I'm just reading through the draft once more. Let's finish this up tomorrow. More remarks for now:

CGAL is not competitive for the 3D benchmark and does not support user-defined mesh sizing functions and is therefore not shown

That's not true (the second part). See, e.g., https://github.com/nschloe/pygalmesh#local-refinement.

The DistMesh algorithm used in SeismicMesh requires far less calls to the sizing function

Less -> fewer.

For example in the EAGE benchmark, Gmsh calls the sizing function 95,756 times whereas DistMesh calls it just 26 times

You need explain that this is because Gmsh calls the sizing function for each point individually whereas SM does it for all points at once (which also explains why it's so much faster). Perhaps this can be merged with the sentence before that, e.g.:

It’s interesting to note that interpolant-based mesh sizing functions significantly slow the mesh generation time of Gmsh increasing its mesh generation time by a factor of ∼ 3. That is because Gmsh calls the sizing function at each point individually, e.g., 95,756 times for a particular run. For the same mesh, SM calls the sizing function 26 times, but for all points at once. It makes use of vectorization which is dramatically faster than Gmsh's approach.

A hint for the next article: In the plots, you use red RGB(255, 0, 0), and blue RGB(0, 0, 255). Less "drastic" colors tend to look better, see, e.g., https://matplotlib.org/3.1.1/users/dflt_style_changes.html#colors-color-cycles-and-color-maps.

Are you online tomorrow (Friday)? I can allocate some time so we can push this through.

krober10nd commented 3 years ago

Hey Nico sure thing. I'll be online. Let's finish this up tomorrow.

krober10nd commented 3 years ago

In the linked open PR there, I made some changes to the comments you made. I linked up the two sentences about probing the mesh size function and explained a little better why the difference in performance.

nschloe commented 3 years ago

Can you merge? I'll have another look at the text.

nschloe commented 3 years ago

Another thing I just found: The PDF is about 3 MB large. I only noticed because my laptop freaks out when trying to zoom in. The main offender are probably the performance graphs. What's the file format here, size etc?

krober10nd commented 3 years ago

Ok merged it in. The files live here. They’re pngs https://github.com/krober10nd/SeismicMesh/tree/master/paper

is 3 mb a problem for a pdf a problem?

nschloe commented 3 years ago

is 3 mb a problem for a pdf a problem?

Seems unnecessary. How do you create the plots?
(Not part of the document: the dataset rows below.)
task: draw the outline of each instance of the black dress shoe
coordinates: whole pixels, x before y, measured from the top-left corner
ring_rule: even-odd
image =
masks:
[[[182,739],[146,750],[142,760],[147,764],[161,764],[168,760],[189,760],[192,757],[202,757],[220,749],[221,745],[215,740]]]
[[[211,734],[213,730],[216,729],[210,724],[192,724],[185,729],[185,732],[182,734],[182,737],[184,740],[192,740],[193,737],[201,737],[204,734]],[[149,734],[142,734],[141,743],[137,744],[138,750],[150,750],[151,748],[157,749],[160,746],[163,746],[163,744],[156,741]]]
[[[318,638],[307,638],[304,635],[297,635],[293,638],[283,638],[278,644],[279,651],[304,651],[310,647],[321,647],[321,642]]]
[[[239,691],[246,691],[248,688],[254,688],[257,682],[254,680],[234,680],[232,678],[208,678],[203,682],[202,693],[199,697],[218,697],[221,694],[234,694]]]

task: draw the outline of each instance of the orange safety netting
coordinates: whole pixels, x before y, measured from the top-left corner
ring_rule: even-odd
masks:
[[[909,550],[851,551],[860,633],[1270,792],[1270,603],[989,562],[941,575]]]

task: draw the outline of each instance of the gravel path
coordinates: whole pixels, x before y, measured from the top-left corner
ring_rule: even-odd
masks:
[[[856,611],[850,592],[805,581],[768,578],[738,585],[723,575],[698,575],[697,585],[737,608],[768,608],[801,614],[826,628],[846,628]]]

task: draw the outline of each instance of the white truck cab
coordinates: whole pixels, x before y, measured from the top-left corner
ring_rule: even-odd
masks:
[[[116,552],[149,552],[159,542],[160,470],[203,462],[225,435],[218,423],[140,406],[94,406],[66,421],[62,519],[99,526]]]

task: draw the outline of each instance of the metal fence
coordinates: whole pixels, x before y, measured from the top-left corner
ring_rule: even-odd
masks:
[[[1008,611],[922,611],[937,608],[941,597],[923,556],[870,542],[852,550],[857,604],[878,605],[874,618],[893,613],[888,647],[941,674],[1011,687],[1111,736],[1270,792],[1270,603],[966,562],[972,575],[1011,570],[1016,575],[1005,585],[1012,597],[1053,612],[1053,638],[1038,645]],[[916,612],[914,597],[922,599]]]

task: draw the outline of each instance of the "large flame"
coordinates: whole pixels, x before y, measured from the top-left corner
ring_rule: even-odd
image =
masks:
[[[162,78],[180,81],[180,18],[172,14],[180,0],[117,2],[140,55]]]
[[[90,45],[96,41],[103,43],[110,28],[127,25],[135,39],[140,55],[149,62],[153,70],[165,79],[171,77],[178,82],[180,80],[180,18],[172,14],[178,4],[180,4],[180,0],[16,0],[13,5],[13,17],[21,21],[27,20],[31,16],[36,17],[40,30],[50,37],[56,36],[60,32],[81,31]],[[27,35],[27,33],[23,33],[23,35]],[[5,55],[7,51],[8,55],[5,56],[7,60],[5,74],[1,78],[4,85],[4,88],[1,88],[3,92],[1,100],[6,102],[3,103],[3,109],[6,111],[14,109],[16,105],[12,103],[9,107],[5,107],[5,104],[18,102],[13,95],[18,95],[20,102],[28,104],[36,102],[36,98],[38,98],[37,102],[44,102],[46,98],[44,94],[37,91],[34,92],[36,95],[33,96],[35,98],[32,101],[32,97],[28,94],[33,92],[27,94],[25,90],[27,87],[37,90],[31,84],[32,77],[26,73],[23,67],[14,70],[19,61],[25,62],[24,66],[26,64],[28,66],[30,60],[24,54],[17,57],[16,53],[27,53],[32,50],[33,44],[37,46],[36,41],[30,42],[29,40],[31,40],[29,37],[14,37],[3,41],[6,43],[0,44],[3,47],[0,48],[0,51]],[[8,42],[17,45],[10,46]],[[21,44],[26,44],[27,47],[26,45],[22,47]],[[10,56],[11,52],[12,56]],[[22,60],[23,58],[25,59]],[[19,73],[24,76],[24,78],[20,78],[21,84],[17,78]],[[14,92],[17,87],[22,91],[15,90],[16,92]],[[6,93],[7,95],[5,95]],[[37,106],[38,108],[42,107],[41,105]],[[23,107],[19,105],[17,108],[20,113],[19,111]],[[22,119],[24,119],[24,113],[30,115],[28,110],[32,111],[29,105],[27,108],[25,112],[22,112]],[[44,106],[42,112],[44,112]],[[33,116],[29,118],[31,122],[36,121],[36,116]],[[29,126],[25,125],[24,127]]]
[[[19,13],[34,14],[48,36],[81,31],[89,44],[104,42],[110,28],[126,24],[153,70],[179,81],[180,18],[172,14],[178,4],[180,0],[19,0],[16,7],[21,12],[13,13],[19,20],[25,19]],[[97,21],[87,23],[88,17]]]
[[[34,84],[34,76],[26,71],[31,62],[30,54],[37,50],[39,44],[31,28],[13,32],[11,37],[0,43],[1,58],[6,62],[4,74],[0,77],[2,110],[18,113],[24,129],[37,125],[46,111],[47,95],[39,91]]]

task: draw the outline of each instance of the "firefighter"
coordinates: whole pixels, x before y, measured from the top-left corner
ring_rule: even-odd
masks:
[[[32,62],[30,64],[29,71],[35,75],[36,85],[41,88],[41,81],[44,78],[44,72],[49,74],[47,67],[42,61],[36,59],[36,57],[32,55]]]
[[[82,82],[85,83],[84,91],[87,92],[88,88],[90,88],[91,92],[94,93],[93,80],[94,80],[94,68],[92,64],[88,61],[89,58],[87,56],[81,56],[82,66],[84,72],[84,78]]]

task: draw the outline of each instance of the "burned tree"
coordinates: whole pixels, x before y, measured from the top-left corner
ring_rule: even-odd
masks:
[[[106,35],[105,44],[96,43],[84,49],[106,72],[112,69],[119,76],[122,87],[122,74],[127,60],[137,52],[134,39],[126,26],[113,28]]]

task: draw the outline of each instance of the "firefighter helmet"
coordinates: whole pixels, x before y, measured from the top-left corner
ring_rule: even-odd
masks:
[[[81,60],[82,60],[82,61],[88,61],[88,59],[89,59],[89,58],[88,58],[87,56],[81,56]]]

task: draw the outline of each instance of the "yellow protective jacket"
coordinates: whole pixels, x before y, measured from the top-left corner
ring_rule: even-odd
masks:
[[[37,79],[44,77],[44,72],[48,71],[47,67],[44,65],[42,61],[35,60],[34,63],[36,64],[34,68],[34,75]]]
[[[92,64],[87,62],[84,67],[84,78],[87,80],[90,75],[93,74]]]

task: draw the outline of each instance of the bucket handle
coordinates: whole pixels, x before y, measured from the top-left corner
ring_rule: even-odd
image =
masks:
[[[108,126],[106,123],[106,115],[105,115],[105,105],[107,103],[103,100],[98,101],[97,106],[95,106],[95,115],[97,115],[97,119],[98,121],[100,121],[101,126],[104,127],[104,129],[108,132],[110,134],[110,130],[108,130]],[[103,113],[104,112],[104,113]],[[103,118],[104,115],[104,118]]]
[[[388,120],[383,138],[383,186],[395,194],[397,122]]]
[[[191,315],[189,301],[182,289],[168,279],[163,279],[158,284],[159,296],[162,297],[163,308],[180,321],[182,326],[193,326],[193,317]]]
nschloe commented 3 years ago

optipng (never hurts to apply it) brings the file down to 2.5, but that's not really what I'm looking for. Graphs and such are much better be represented as SVGs, in terms of file size and quality. Does your generation process have that option?

krober10nd commented 3 years ago

https://github.com/krober10nd/SeismicMesh/blob/master/benchmarks/run_disk.py

In the benchmark folder, I run these scripts. I take each image and use keynote to form a grid. Then I group the subplots until it fits into the very peculiar margins of the JOSS paper. I export to PDF, then to png, the crop white space with convert.

krober10nd commented 3 years ago

I have the original PDF. I guess that could be altered to a svg?

nschloe commented 3 years ago

In the benchmark folder, I run these scripts.

Perfect. Can you, instead of show, do

plt.savefig("out.svg", transparent=True, bbox_inches="tight")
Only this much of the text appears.